Haley Warren, Trinity Communications
“Patagonia'' was the answer Markets & Management Studies students Katie Kim and Deepthi Chandra both gave when asked for examples of businesses that they believe are successful at cause marketing — a strategy that combines traditional business motives for profits with social good.
It is no mistake that they both answered similarly; the list of businesses who are consistently and universally acknowledged for doing this type of marketing well is slim but growing. Together with Professor Martha Reeves, they wanted to know why.
In late 2020, with the backdrop of growing divisions over social issues, Reeves began asking how these issues were handled by marketers. Do they risk alienating customers if they decide to take a stand, and if they do, how do they do so effectively? What makes some businesses successful at incorporating causes while others fail?
She invited two undergraduates, Kim and Chandra, to work with her through independent studies, interviewing dozens of marketing and advertising professionals to glean insights on the role of cause marketing. That research has resulted in a recent paper published for the Advertising & Society Quarterly, “Cause Marketing in a Time of Polarization.”
Often associated with corporate social responsibility, cause marketing provides a way for businesses to demonstrate care and concern for society.
This kind of approach has become almost ubiquitous in recent years, something noted by Chandra, a Public Policy and MMS certificate student, throughout her conversations with marketers in a wide array of industries.
“In the past, brands were not expected to address issues and it would almost be weird if they were playing into these things, and now it is the norm,” she said.
Kim, an Economics major and MMS certificate student, shared that the process of interviewing so many marketers helped her better understand the role of cause marketing.
“Advertising and marketing campaigns reach such a wide range of people. And they really do have the power to make positive change, if done correctly,” Kim said. “I was kind of struck by how many people answered with the most important thing being authenticity when it comes to a brand and their marketing strategy.”

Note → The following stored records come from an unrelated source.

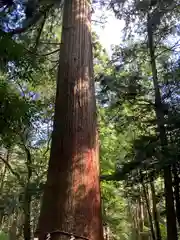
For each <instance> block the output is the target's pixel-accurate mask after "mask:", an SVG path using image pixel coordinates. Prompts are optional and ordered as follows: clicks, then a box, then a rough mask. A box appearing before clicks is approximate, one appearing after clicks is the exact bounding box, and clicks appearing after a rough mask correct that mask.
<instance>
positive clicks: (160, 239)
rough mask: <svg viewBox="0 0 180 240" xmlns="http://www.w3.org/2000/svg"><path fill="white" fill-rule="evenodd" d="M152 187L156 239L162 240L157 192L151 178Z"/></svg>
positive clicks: (153, 207) (154, 222) (151, 189)
mask: <svg viewBox="0 0 180 240" xmlns="http://www.w3.org/2000/svg"><path fill="white" fill-rule="evenodd" d="M150 186H151V193H152V203H153V218H154V225H155V230H156V239H157V240H161V230H160V226H159V217H158V211H157V200H156V191H155V188H154V179H153V178H151V181H150Z"/></svg>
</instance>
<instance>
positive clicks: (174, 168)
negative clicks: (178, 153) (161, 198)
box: [173, 164, 180, 226]
mask: <svg viewBox="0 0 180 240" xmlns="http://www.w3.org/2000/svg"><path fill="white" fill-rule="evenodd" d="M173 176H174V197H175V202H176V216H177V220H178V224H179V226H180V193H179V182H180V179H179V176H178V170H177V164H174V166H173Z"/></svg>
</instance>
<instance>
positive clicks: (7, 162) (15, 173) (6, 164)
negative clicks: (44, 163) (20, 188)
mask: <svg viewBox="0 0 180 240" xmlns="http://www.w3.org/2000/svg"><path fill="white" fill-rule="evenodd" d="M0 160H1V161H3V163H4V164H5V165H6V166H7V168H8V170H9V171H10V172H11V173H12V174H13V175H14V176H15V177H16V178H17V179H18V181H19V182H20V183H22V181H21V177H20V175H19V174H18V173H17V172H15V171H14V170H13V168H12V167H11V165H10V164H9V163H8V162H7V161H6V160H5V159H4V158H3V157H2V156H0Z"/></svg>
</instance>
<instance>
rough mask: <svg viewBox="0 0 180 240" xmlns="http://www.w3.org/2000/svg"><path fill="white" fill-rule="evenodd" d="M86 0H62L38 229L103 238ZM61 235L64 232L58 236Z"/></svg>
mask: <svg viewBox="0 0 180 240" xmlns="http://www.w3.org/2000/svg"><path fill="white" fill-rule="evenodd" d="M90 5H91V4H90V1H88V0H66V1H65V2H64V17H63V30H62V44H61V49H60V61H59V72H58V79H57V92H56V103H55V117H54V130H53V134H52V145H51V154H50V161H49V168H48V176H47V183H46V186H45V190H44V196H43V202H42V207H41V213H40V218H39V224H38V229H37V234H36V235H37V236H38V237H39V239H40V240H43V239H44V237H45V235H46V234H47V233H50V236H51V239H52V240H54V239H58V240H59V239H70V233H73V234H74V235H78V236H84V238H85V237H86V238H88V239H91V240H102V239H103V226H102V219H101V203H100V202H101V198H100V182H99V161H98V160H99V159H98V138H97V123H96V103H95V90H94V81H93V67H92V44H91V30H90V24H91V23H90V22H91V20H90V10H91V9H90ZM63 235H64V237H63Z"/></svg>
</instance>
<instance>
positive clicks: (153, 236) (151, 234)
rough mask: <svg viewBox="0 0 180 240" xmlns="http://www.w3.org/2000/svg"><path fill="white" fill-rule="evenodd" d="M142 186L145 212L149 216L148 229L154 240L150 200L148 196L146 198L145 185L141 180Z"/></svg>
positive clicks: (154, 236) (143, 182)
mask: <svg viewBox="0 0 180 240" xmlns="http://www.w3.org/2000/svg"><path fill="white" fill-rule="evenodd" d="M142 187H143V192H144V198H145V201H146V206H147V212H148V216H149V225H150V229H151V235H152V239H153V240H156V236H155V232H154V226H153V219H152V215H151V209H150V201H149V198H148V194H147V190H146V186H145V184H144V182H143V181H142Z"/></svg>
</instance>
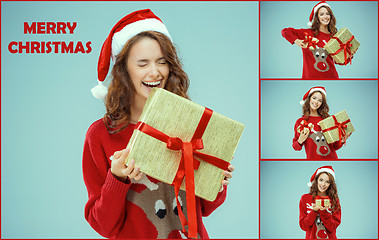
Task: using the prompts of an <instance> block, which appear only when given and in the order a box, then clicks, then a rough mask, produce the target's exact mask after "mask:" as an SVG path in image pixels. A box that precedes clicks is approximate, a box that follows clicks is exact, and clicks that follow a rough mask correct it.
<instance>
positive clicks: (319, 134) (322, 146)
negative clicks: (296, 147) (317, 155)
mask: <svg viewBox="0 0 379 240" xmlns="http://www.w3.org/2000/svg"><path fill="white" fill-rule="evenodd" d="M311 132H312V133H311V134H309V138H310V139H312V140H313V142H314V143H315V144H316V145H317V150H316V153H317V154H318V155H320V156H327V155H328V154H329V153H330V148H329V145H328V143H327V142H326V140H325V137H324V135H323V134H322V132H321V131H320V132H316V131H315V130H314V129H312V130H311Z"/></svg>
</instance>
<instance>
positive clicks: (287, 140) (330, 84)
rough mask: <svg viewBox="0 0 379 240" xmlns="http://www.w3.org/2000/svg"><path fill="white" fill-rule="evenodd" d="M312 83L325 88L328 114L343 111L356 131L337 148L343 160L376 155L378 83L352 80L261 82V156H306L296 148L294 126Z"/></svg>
mask: <svg viewBox="0 0 379 240" xmlns="http://www.w3.org/2000/svg"><path fill="white" fill-rule="evenodd" d="M314 86H323V87H325V89H326V94H327V103H328V105H329V114H331V115H332V114H336V113H338V112H340V111H342V110H346V112H347V114H348V115H349V117H350V119H351V122H352V124H353V126H354V128H355V132H353V134H352V135H351V136H350V138H349V139H348V140H347V142H346V145H345V146H343V147H342V148H341V149H339V150H338V151H337V155H338V157H339V158H342V159H377V158H378V82H377V81H376V80H372V81H371V80H369V81H361V80H358V81H355V80H344V81H343V80H336V81H330V80H329V81H303V80H293V81H289V80H279V81H271V80H262V81H261V120H262V121H261V157H262V158H265V159H273V158H274V159H305V158H306V154H305V150H304V148H303V149H302V150H301V151H295V150H294V149H293V147H292V139H293V137H294V135H295V132H294V126H295V122H296V120H297V119H299V118H300V117H301V116H302V106H301V105H300V100H302V99H303V96H304V94H305V93H306V92H307V91H308V90H309V89H310V88H311V87H314Z"/></svg>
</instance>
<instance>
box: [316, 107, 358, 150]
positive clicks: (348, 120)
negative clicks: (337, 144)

This authenticity factor when adding cause-related marketing was a significant finding in the research. The team found that staying authentic to brand identity — even when addressing social causes — was an important way that businesses communicated their dedication to the cause.
“Even if companies want to shy away from controversial subjects, their customers and employees often want them to take a stand,” said Reeves, director of Markets & Management Studies. “Companies have to be very careful to be consistent in their views. If they say one thing and turn around and do something contrary to their stated view, they will be called out. Social media is a powerful force and news travels fast.”
An increasingly important topic for businesses to address, students also care deeply about these topics – both from an academic and personal perspective.
Kim shared that her experience as a Korean American shapes how she interacts with cause-based marketing.
“Seeing how different marketing professionals are addressing different racial issues was something that was pretty important. Growing up with a lack of Asian representation to now, there's been quite a dramatic shift. So it is important to keep up that momentum and make sure all of these companies are doing whatever they can to promote diversity and inclusion” Kim said.
“Today’s students are often critical of what an unregulated, free market has brought on,” said Reeves. “They see climate change, overconsumption, diversity of the workforce, transgender rights, racial justice and many other issues as things that companies need to pay attention to and, more importantly, do something about.”
For Chandra, she welcomed the unique opportunity as a first-year student to work directly with a faculty member like Reeves on an independent study, learning the ins and outs of qualitative research before ever setting foot on campus.
“I think your first year of college is a really good time to sort of try to figure out what you're interested in and try those things that you may not have time for later on,” Chandra said.
“When we started it wasn't clear we were going to write a paper about authenticity and cause marketing; it was more like we're interested in doing research about cause marketing and we'll see what the big focus areas are. Sometimes when you talk to people and keep an open mind, you can find some really cool insights.”
Both students found the project helpful as they navigate what it means to work in marketing in the 21st century.
“We're choosing our first companies and our first jobs and trying to decide where to work. Workplace culture and values matter in terms of showing what the company cares about. I think those kinds of things are really important because the way that a company communicates externally is going to be similar to how it treats employees inside the firm,” Chandra said.
Kim hopes that other students will find as much value from this research as she did, helping her to appreciate the role of marketing and advertising even more.
“I think, for me, one issue that I always had with marketing was I didn't want it to be seen as a superficial thing where you're just helping companies gain more profit at the expense of anything else,” Kim said.
“And I think that could potentially deter a lot of other students from marketing as well. Just by knowing that companies really do take this seriously and that there are companies that have really strong core values and have strong missions, I think we potentially open this career path up to more students.”